Nobody can be sure whether the East-asian thought is an alternative to the modern civilization. Nevertheless, man has to make an attempt to find a new philosophical therapy. Nowadays the difference between the East and West is not a geographical difference alone. We should not lay the human crisis on the Western civilization alone, but also on the industrialized Asian climate. The alternative is not a revolutionary solution but just concentration of a small cultural improvement. Therefore there is no such thing as perfect alternative. We can not judge by predominance-comparision between the West and East. We can only reconcile both cultures. This is a task of our human studies.




Baird Callicott/Roger T. Ames(ed.), Nature, SUNY, 1989
Harold H. Oliver, A Relational Metaphysic, Nijhoff, 1981
Jongduck Choi, Die Ontologische Interpretation in der Quantenmechnik, Giessen, 1993
H.Jonas, Das Prinzip Verantwortung.- Versuch einer Ethik fuer die Technologische Zivilisation,Frankfurt, 1979


ABSTRACT

Choi, Jongduck (Sangji University, Philosophy)

The discourse on the East-asian identity has been the center of attention in a field of the social and human studies in a recent time. The focus of the discourse pertains to the phenomena of discord or harmony between the east and west. Confrontationists such as S. Huntington and E. Said emphasize crash of two civilizations, while the harmonists such as H. Mueller stresses togetherness(zusammenleben) of the two. These discourses had their own historical and social meanings. These discourses may be inclined to the dividing logic in the struggle or the subordination without sufficient philosophical understanding. Therefore, it is very important to illuminate the problems of identity from the view of natural philosophy.

It may be very dangerous attempt to make a sharp distinction between the West and East to find one’s identity, and to acknowledge this danger is the aim of this paper. Finding one’s identity is a mirroring task, and it is important to explore their peculiarity and originality.
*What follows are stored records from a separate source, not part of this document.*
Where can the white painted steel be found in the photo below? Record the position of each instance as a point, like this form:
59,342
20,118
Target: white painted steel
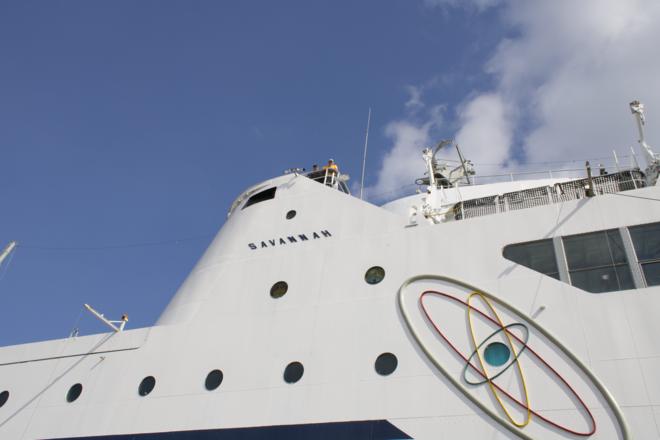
336,324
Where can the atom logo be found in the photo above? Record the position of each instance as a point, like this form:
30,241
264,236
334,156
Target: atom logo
485,346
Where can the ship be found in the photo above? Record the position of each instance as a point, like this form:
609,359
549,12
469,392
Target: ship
471,309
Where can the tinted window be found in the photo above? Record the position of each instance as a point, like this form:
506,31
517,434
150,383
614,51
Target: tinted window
293,372
260,197
536,255
4,396
386,364
646,239
597,261
213,380
146,386
74,393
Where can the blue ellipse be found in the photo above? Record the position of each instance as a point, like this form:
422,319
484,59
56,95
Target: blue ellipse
497,354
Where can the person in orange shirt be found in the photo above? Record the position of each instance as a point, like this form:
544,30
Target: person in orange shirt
331,166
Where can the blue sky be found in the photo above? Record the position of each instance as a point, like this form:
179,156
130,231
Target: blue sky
139,122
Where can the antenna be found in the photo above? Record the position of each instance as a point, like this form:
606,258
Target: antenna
460,157
364,158
122,322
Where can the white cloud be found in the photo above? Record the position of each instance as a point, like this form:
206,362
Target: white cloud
403,163
480,5
485,129
414,103
562,84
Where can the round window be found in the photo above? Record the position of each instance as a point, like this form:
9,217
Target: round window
74,393
213,380
386,364
497,354
4,396
146,386
293,372
279,289
374,275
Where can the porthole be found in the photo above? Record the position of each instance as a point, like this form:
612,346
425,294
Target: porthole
213,380
4,396
374,275
293,372
74,393
146,386
386,364
279,289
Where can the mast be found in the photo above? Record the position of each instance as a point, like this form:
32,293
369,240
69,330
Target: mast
653,169
5,253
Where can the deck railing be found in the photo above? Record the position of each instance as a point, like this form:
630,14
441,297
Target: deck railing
547,195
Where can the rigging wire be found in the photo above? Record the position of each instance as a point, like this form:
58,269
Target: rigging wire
5,268
115,246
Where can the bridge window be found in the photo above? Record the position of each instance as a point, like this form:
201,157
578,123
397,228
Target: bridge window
646,240
536,255
597,261
261,197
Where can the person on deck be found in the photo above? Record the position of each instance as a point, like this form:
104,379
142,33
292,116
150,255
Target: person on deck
331,166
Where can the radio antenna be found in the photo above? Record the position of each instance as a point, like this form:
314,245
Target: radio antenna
364,158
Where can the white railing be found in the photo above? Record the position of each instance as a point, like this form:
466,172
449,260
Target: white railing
547,195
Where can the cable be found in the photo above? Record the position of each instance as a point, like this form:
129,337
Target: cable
4,271
117,246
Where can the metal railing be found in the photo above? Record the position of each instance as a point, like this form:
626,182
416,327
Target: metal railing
547,195
328,177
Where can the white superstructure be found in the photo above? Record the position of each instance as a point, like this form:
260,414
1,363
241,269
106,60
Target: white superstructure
524,309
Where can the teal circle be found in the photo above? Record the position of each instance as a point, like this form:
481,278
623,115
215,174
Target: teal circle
497,354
A relative peculiarity of Eastern thinking can be found from an ecological view of nature. This essay is based on the East-asian ecological thoughts. Eastern philosophy could play more fundamental role in a multi-cultural society in the future. It is very likely that the traditional East-asian philosophy may become a fashionable alternative to the conventional Euro-american attitudes and values. But comparative studies examining only external similarities between the western and oriental thoughts may lead to a misunderstanding. It would not be wise to conduct a comparative studies on the similarities without having philosophical reflection. The postulation of the rational discrimination between the West and East should not be aimed at separation, but for an inter-cultural communication and consolidation.
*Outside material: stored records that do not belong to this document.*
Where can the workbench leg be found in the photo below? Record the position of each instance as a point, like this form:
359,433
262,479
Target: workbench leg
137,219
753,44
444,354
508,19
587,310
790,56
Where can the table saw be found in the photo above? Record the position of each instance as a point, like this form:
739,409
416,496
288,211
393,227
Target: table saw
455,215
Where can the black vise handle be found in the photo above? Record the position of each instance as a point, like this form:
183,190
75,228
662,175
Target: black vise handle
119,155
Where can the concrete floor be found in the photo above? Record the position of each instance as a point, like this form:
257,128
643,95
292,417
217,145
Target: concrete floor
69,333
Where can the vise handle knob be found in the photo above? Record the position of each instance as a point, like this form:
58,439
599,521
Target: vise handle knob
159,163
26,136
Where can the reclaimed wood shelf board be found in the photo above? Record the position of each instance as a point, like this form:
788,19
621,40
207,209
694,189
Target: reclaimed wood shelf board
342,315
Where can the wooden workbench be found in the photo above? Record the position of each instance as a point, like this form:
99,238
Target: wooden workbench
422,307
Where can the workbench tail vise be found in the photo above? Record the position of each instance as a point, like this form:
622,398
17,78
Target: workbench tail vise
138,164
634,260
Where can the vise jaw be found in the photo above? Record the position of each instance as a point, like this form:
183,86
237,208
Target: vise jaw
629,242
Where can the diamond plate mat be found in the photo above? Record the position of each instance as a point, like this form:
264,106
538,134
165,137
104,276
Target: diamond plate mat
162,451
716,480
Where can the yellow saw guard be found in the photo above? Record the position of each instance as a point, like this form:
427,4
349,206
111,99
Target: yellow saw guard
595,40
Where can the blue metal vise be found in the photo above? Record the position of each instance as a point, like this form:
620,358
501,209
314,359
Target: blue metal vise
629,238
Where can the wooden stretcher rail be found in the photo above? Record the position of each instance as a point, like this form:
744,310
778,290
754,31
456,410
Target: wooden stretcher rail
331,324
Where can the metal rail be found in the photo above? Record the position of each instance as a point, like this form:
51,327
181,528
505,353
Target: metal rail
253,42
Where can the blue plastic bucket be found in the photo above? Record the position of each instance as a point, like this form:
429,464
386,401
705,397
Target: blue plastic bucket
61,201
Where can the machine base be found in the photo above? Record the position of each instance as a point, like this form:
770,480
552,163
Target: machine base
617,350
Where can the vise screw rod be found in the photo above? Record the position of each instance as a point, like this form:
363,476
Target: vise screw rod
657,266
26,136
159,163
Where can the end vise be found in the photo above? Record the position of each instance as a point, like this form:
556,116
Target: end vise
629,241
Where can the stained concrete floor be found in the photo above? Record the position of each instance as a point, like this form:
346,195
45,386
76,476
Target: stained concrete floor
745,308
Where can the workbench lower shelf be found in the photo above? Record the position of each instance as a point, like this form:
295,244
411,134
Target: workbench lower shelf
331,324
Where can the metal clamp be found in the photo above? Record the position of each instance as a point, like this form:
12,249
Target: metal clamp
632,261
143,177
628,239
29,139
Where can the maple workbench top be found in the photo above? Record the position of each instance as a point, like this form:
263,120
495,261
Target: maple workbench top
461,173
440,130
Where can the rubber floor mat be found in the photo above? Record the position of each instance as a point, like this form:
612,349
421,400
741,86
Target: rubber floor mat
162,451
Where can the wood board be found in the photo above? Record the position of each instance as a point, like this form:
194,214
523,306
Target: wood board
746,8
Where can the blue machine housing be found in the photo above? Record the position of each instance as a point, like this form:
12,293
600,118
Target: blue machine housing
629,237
We have to ask the question how the western philosophers can dialectically engage eastern thoughts, and vice versa, in order to find shared goals and evaluative standards. The possible answer to this question may be the task of human studies in the East, especially in Korea. A common understanding of the philosophical enterprise may or may not be attainable. However, to organize eastern human studies by means of western philosophical categories and to evaluate it by western criteria of evidence, argument and proof is idle as it is parochial. Likewise, it would be absurd to explain modern scientific thinking with the eastern philosophy, despite the dissatisfaction with a western mechanical worldview.
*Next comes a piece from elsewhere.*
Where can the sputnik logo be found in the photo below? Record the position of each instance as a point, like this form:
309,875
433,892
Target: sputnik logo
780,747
Nobody can be sure whether the East-asian thought is an alternative to the modern civilization. Nevertheless, man has to make an attempt to find a new philosophical therapy. Nowadays the difference between the East and West is not a geographical difference alone. We should not lay the human crisis on the Western civilization alone, but also on the industrialized Asian climate. The alternative is not a revolutionary solution but just concentration of a small cultural improvement. Therefore there is no such thing as perfect alternative. We can not judge by predominance-comparision between the West and East. We can only reconcile both cultures. This is a task of our human studies.